29k req/sec using h2c and 24 connections on my mac m3 69k req/sec using h1.1 and otherwise same

Image

these are POSTs with a small (14 bytes) payload

For GET it's not as bad: ~46k h2c, ~79k qps h1.1

This is with persistent connections

https://github.com/fortio/fortio if you want to reproduce / lmk how can I help

ps: 133k when using my own fast 1.1 client but same go echo server code; probably because of the 2 extra goroutines from net/http client (read and write copy loops) in addition to additional churn making requests and generic vs specialized parsing.

if someone has a non go efficient h2c echo server I could confirm it's only the client code (/config) that has an issue

I can also run bigger payload but even just a small POST is already dramatically worse

Comment From: jfgiorgi

I can confirm there is still a huge difference between h2c and h1.1 (using fortio - client and server are both net/http on localhost in this case) - go 1.24.5 and golang.org/x/net v0.42.0)

29k req/sec using h2c and 24 connections on my mac m3 69k req/sec using h1.1 and otherwise same

This issue is about transfert speed / throughput (bytes per sec or bits per sec) not requests per sec. These metrics are not related.

There are already tons of benchmarks, articles and tools about Go performance in terms of req/sec. Even a new http implementation :https://github.com/valyala/fasthttp

Comment From: ldemailly

This issue is about transfert speed / throughput (bytes per sec or bits per sec) not requests per sec. These metrics are not related.

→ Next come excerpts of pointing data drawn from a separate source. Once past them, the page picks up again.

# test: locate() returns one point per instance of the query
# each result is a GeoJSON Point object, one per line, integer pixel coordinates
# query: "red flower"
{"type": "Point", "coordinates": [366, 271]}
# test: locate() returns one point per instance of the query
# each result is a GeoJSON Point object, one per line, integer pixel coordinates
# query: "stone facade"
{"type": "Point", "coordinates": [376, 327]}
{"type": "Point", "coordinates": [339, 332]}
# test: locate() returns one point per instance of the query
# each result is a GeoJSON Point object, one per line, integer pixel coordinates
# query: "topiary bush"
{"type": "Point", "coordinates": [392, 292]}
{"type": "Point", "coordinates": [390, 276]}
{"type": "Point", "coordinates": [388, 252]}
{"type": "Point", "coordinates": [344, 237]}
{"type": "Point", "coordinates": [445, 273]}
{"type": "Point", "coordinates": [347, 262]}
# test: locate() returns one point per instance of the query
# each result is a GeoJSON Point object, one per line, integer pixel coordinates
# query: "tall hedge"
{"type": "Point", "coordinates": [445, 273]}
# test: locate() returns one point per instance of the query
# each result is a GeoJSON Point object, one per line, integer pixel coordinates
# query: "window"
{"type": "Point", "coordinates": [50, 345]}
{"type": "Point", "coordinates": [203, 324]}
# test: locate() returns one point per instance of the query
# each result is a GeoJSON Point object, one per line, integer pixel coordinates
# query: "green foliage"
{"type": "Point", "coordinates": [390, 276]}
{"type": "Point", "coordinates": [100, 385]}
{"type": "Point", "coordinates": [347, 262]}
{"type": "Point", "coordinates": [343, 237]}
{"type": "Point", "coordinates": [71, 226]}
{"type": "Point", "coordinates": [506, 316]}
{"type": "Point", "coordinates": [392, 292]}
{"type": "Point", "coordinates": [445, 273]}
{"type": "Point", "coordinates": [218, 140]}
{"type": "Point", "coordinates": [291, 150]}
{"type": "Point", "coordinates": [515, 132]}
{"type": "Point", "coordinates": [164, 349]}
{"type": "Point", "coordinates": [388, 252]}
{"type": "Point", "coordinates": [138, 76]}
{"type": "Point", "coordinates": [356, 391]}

I'm certainly not going to use fasthttp, the point of this issue is to highlight that net/http client is a lot slower for h2(c) than http1.1 - throughput for small requests is as important than for large requests and throughput and requests per second on persistent connections are related (throughput being (size of headers + size payload)*req/s).

I since checked using a different server (nghttpd2) to try to isolate client vs server issue, but that server is worse than go's performance wise.

Comment From: kgersen

Originaly I created this issue to track the speed of a single request. Relation between reqs/sec and throughput is not that simple because for instance of the tcp ramping and other factors.

If you want advertise your code or tool, it's fine but this issue should stay on single request throughput plz.

Comment From: ldemailly

I'm not advertising anything and was trying to help and not file duplicate issues when I stepped on h2c being over 2x slower than http1.1 but sure... I will file a separate request (maybe with commenters with less negative attitude)

Edit: and please edit your issue title to add the missing "single request throughput" instead of just "throughput", ty.